If customers look to you for guidance in business continuity planning, a list of best practices that detail everything employees need to work effectively during a crisis is among the most valuable resources you can give them. Access to crucial internet services, power sources for mobile devices, and efficient communication tools are just some of the items that should be included on that list.

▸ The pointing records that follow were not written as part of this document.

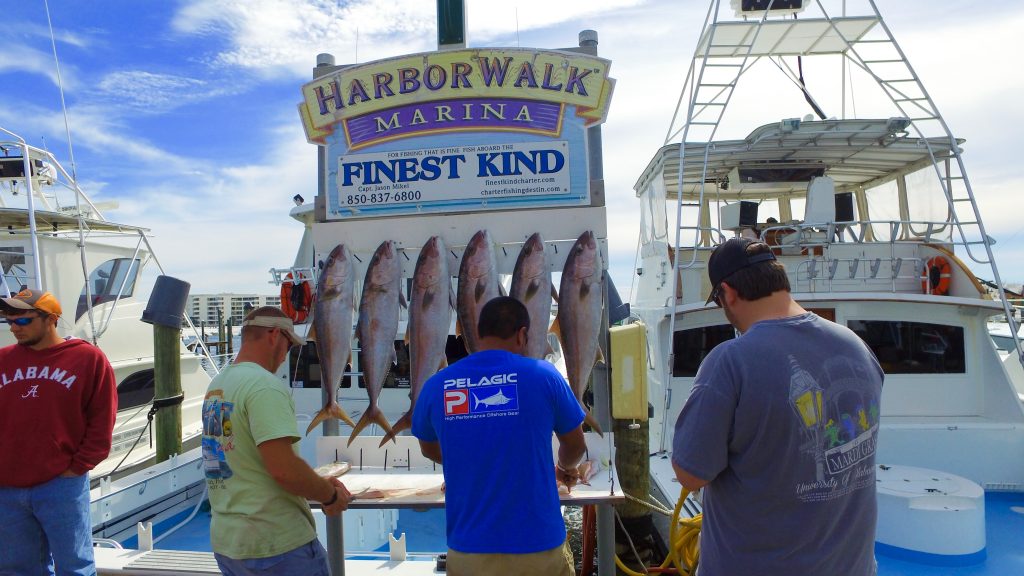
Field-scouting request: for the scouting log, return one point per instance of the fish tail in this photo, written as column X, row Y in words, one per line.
column 592, row 422
column 371, row 415
column 403, row 423
column 332, row 410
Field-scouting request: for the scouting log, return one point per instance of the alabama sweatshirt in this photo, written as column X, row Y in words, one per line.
column 57, row 408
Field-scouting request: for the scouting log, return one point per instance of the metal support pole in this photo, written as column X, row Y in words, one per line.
column 335, row 531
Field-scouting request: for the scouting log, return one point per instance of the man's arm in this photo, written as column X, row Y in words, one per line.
column 688, row 481
column 571, row 447
column 100, row 412
column 295, row 476
column 431, row 450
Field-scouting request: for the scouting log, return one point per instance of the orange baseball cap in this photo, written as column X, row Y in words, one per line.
column 32, row 299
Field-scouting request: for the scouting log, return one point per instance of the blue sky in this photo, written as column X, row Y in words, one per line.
column 184, row 112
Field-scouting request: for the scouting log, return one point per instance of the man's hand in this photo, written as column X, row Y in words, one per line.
column 566, row 477
column 344, row 498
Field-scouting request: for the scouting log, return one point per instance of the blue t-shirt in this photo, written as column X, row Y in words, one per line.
column 493, row 413
column 782, row 422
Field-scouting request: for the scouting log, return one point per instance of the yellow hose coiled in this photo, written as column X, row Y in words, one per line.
column 684, row 542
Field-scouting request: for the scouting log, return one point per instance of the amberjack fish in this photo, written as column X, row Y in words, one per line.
column 531, row 286
column 377, row 327
column 333, row 323
column 477, row 285
column 581, row 300
column 429, row 318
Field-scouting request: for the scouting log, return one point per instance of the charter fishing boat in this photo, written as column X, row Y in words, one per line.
column 56, row 239
column 431, row 197
column 877, row 222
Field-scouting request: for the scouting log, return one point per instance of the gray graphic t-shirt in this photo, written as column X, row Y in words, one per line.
column 783, row 421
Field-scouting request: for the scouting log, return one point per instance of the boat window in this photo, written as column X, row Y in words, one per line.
column 913, row 347
column 107, row 282
column 15, row 272
column 653, row 220
column 883, row 202
column 926, row 203
column 136, row 389
column 1004, row 343
column 691, row 346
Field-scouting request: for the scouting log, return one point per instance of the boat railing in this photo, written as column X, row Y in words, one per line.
column 79, row 204
column 815, row 275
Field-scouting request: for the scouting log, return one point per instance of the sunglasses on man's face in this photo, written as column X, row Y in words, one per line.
column 20, row 321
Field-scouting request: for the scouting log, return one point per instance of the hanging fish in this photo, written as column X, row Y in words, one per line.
column 333, row 325
column 531, row 286
column 377, row 327
column 477, row 286
column 581, row 302
column 429, row 318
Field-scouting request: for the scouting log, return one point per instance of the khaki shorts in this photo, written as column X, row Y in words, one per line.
column 556, row 562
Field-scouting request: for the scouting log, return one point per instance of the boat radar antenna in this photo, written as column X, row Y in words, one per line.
column 64, row 106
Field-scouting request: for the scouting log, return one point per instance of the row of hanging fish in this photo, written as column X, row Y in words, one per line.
column 430, row 304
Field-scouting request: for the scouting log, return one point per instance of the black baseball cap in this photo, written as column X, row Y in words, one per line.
column 730, row 257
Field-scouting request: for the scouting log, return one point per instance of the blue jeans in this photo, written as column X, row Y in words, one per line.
column 307, row 560
column 46, row 525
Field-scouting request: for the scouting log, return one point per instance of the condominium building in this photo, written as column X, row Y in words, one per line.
column 207, row 309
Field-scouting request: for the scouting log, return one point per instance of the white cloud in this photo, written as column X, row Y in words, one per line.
column 282, row 37
column 221, row 231
column 23, row 58
column 153, row 93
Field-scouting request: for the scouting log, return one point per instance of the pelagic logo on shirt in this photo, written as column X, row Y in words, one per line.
column 475, row 398
column 51, row 373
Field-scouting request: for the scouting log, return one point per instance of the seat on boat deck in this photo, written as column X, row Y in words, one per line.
column 819, row 212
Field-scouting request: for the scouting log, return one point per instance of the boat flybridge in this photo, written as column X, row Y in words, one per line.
column 56, row 239
column 877, row 223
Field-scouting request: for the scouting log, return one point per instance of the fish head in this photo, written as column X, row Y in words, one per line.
column 383, row 266
column 585, row 260
column 532, row 259
column 428, row 264
column 476, row 259
column 338, row 266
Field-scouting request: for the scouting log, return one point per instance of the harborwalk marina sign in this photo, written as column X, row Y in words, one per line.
column 464, row 130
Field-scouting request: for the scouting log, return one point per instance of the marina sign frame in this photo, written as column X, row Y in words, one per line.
column 458, row 130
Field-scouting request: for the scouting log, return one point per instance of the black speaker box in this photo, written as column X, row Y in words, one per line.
column 844, row 207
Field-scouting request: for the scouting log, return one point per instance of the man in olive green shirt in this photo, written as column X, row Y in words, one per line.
column 258, row 484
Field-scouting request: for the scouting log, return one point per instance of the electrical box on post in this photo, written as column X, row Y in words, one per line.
column 629, row 371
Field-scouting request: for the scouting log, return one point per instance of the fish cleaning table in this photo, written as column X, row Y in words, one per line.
column 397, row 476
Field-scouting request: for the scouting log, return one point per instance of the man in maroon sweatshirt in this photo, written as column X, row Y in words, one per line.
column 57, row 405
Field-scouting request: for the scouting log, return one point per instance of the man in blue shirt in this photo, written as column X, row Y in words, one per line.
column 488, row 418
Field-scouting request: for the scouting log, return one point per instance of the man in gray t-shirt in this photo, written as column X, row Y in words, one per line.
column 781, row 427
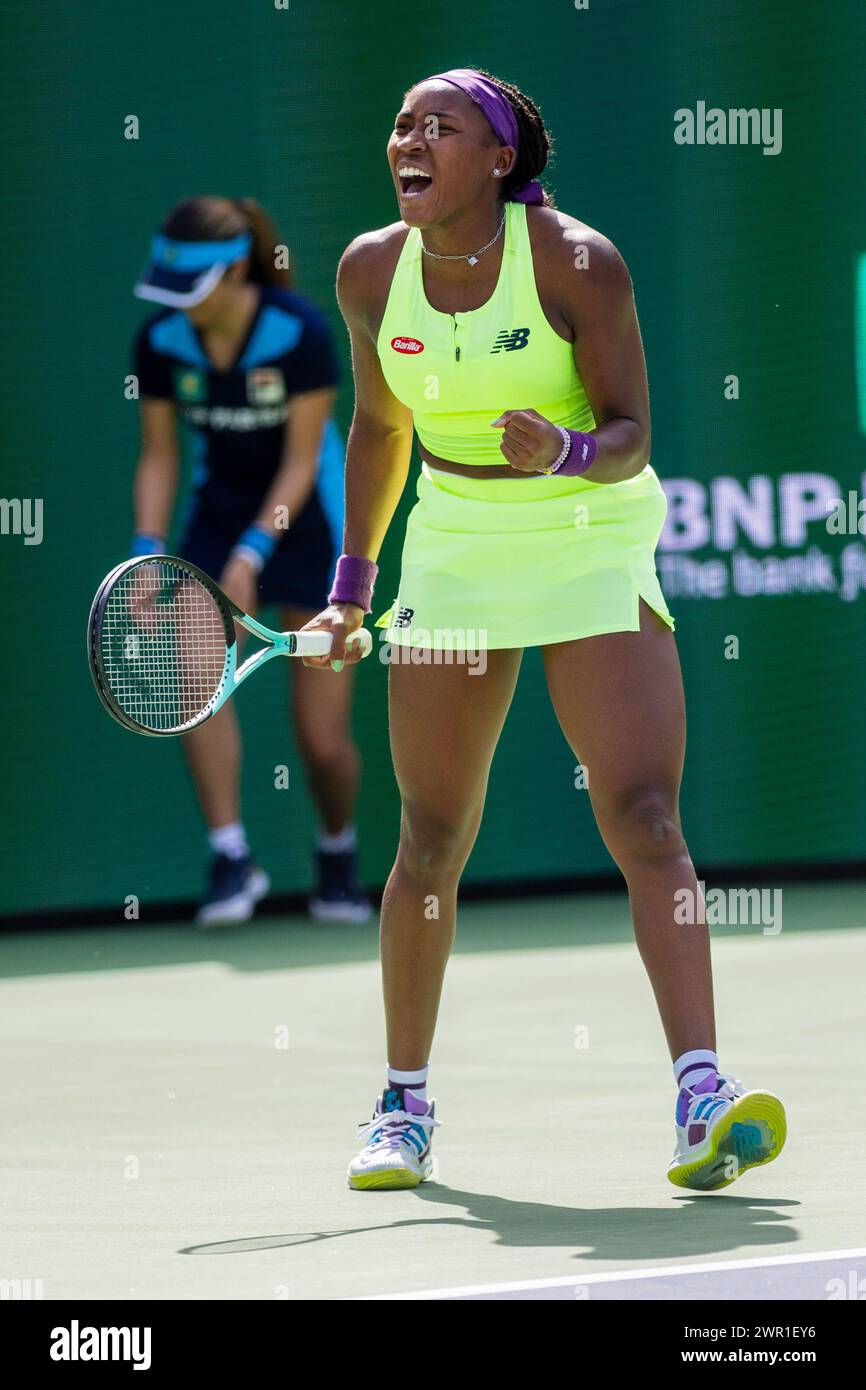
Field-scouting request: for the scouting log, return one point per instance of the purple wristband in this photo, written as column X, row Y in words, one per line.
column 581, row 455
column 353, row 581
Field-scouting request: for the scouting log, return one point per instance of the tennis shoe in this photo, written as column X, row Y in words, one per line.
column 398, row 1143
column 722, row 1133
column 234, row 888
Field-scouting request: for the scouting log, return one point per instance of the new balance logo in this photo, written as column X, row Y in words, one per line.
column 510, row 339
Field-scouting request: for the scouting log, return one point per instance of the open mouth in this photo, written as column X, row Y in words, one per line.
column 413, row 180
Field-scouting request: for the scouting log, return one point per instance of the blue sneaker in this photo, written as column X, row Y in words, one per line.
column 396, row 1148
column 338, row 894
column 234, row 888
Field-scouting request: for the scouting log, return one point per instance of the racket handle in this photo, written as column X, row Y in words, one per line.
column 319, row 644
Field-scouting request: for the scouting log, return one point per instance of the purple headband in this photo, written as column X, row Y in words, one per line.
column 501, row 116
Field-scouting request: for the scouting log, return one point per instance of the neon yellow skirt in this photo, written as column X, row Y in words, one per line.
column 523, row 562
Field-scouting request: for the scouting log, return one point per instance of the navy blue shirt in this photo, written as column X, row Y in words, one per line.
column 238, row 416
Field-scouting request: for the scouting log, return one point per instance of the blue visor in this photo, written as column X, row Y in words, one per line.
column 182, row 274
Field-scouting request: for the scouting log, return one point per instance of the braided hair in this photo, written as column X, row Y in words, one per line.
column 534, row 141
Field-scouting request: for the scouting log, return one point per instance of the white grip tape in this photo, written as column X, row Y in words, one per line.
column 319, row 644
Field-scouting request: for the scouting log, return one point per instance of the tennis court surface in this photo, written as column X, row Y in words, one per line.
column 180, row 1109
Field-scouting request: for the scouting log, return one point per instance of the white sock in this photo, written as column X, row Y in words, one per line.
column 339, row 843
column 230, row 840
column 695, row 1066
column 414, row 1082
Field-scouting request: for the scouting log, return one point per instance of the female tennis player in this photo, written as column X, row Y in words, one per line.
column 505, row 331
column 249, row 366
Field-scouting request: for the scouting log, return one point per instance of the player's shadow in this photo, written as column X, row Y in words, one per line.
column 691, row 1225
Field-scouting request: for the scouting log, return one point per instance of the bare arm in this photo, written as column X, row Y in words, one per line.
column 156, row 476
column 609, row 357
column 598, row 303
column 380, row 439
column 378, row 448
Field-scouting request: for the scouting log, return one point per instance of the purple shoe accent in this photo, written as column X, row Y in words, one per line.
column 694, row 1066
column 413, row 1105
column 683, row 1098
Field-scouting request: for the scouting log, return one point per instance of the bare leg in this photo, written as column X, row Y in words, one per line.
column 321, row 702
column 619, row 701
column 445, row 724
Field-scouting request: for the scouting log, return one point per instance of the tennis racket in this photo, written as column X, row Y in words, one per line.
column 163, row 647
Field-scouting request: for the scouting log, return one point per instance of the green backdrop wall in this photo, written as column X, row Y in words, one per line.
column 744, row 263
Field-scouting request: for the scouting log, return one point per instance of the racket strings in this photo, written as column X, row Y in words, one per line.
column 163, row 647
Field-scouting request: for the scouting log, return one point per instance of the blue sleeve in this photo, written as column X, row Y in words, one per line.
column 152, row 367
column 313, row 364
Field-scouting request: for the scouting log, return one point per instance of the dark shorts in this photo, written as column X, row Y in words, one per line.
column 300, row 570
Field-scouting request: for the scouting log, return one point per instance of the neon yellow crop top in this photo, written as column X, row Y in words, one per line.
column 459, row 371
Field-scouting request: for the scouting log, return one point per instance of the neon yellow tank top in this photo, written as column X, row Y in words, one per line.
column 459, row 371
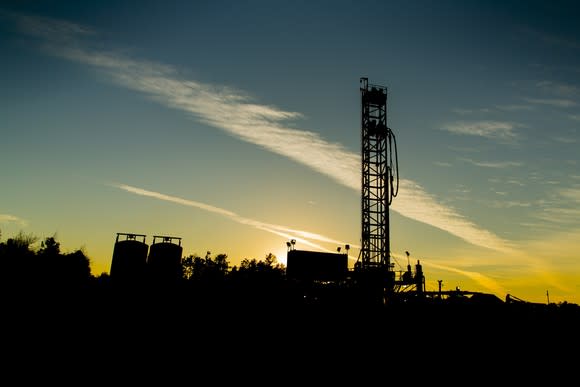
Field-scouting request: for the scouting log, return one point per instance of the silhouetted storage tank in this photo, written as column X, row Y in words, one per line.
column 129, row 262
column 314, row 265
column 164, row 259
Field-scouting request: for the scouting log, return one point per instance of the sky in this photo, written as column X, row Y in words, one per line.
column 236, row 127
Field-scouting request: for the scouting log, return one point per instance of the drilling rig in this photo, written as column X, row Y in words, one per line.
column 374, row 271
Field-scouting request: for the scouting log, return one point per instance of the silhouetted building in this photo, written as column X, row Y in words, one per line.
column 129, row 262
column 314, row 265
column 164, row 261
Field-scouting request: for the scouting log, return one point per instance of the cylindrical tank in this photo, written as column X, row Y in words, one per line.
column 129, row 258
column 164, row 261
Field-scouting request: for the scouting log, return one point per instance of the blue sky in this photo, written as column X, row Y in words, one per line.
column 236, row 126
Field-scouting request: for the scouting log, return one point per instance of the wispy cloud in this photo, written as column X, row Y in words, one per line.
column 267, row 126
column 7, row 218
column 305, row 237
column 514, row 108
column 470, row 111
column 556, row 102
column 495, row 130
column 417, row 204
column 494, row 164
column 566, row 140
column 509, row 204
column 556, row 88
column 563, row 208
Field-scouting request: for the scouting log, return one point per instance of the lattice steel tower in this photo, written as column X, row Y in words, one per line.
column 380, row 178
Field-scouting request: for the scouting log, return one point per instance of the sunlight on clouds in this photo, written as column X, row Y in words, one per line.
column 263, row 125
column 286, row 232
column 7, row 218
column 497, row 164
column 562, row 103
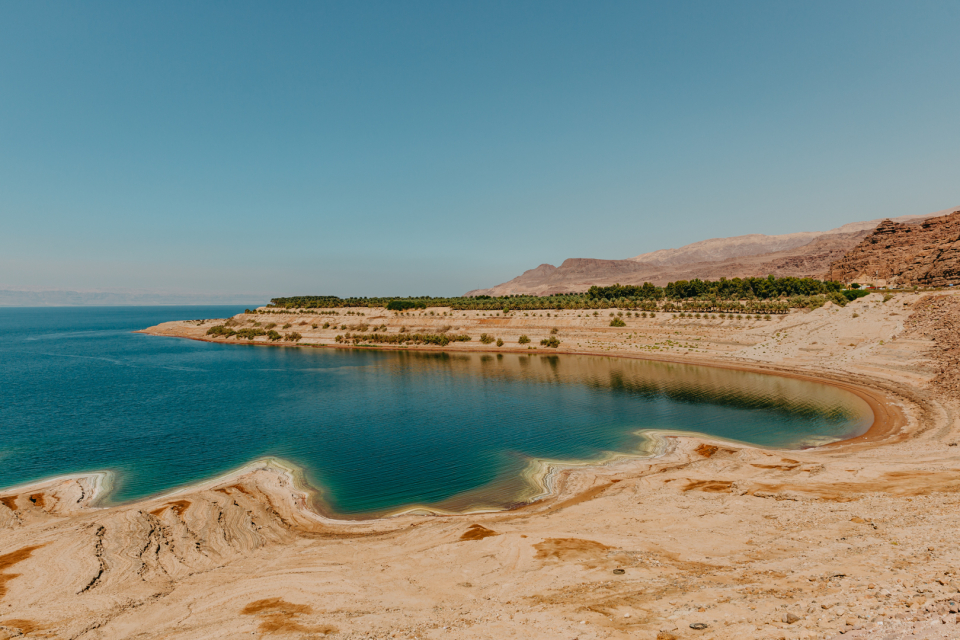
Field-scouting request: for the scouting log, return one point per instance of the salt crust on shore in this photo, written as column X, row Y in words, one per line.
column 752, row 543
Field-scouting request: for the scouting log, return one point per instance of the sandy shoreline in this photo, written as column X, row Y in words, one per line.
column 707, row 539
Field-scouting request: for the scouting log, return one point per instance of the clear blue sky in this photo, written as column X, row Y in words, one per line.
column 430, row 148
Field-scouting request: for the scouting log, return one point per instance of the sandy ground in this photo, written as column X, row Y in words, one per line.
column 709, row 540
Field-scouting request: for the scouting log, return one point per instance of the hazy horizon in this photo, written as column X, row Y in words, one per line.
column 429, row 148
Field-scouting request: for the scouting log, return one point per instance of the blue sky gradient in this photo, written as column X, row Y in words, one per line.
column 432, row 148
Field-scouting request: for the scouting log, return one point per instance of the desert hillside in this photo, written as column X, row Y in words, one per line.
column 806, row 254
column 926, row 255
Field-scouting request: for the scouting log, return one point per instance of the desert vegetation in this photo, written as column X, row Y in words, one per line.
column 742, row 295
column 440, row 339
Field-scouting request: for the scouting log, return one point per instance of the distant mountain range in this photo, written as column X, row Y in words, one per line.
column 804, row 254
column 26, row 297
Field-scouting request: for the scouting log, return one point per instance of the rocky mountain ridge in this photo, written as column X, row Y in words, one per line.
column 804, row 254
column 925, row 255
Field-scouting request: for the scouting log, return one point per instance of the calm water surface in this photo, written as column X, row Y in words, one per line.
column 373, row 431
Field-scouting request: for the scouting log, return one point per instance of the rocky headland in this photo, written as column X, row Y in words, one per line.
column 902, row 255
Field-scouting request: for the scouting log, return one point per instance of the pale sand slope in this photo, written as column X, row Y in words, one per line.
column 734, row 537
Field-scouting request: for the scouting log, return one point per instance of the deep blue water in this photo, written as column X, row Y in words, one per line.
column 373, row 431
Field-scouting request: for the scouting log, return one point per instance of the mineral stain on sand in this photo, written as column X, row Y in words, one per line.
column 277, row 616
column 10, row 559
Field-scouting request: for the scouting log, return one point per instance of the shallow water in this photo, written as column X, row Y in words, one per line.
column 373, row 431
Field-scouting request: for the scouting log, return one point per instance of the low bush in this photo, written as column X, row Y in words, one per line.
column 220, row 331
column 403, row 305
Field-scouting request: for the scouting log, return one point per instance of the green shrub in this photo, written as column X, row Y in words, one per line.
column 220, row 331
column 853, row 294
column 403, row 305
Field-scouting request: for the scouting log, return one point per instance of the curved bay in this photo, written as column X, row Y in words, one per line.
column 375, row 431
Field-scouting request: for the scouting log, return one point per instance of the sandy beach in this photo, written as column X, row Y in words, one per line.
column 705, row 539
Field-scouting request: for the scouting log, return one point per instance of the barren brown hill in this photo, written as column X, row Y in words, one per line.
column 927, row 254
column 579, row 274
column 805, row 254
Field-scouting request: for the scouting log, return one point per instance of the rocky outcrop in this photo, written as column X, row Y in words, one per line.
column 579, row 274
column 937, row 318
column 926, row 255
column 801, row 255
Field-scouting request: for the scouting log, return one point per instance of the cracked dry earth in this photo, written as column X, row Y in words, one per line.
column 710, row 540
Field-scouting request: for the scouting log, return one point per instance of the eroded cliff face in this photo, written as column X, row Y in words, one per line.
column 927, row 254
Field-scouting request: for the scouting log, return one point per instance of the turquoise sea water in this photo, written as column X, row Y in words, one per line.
column 373, row 431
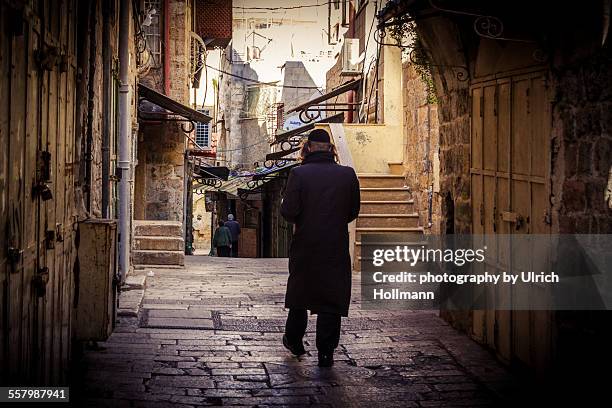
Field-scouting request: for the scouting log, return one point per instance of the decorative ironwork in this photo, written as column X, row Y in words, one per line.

Workforce flexibility will ensure that employees are in position to succeed and can share information with customers as needed once business resumes.
5. There Is No Continuity Without Security
This time Southwest’s IT problems were caused by a computer glitch, but it could’ve easily been a security breach. Cyber criminals have already managed to compromise the airline industry in ways that are downright scary. The air traffic control system has been infiltrated. Planes rerouted and forced to land. Travel records belonging to millions of people possibly stolen. These incidents and others have left lawmakers scratching their heads and desperate for answers.
Airline industry or hospitality sector, security threats will linger wherever IT is prominent. A recent study conducted by ISACA found that 46 percent of IT professionals anticipate their organization having to deal with some sort of cyber attack in 2015. 38 percent doubted their ability to even fend off a well executed attack of the cyber nature. A true defense strategy must address malware, DDoS attacks, inside jobs, and other cyber security threats, because it if doesn’t, the chances of business continuing uninterrupted are slim to none.
For the average small to medium sized business, tackling disaster recovery and business continuity is both cost prohibitive and challenging from a technical standpoint. These organizations are increasingly turning to service providers who are better equipped to create, implement, and get hands on with these complex IT projects. MSPs that work closely with clients to simplify the management aspects while keeping costs to a minimum will flourish in the managed business continuity race. Are you up for the challenge?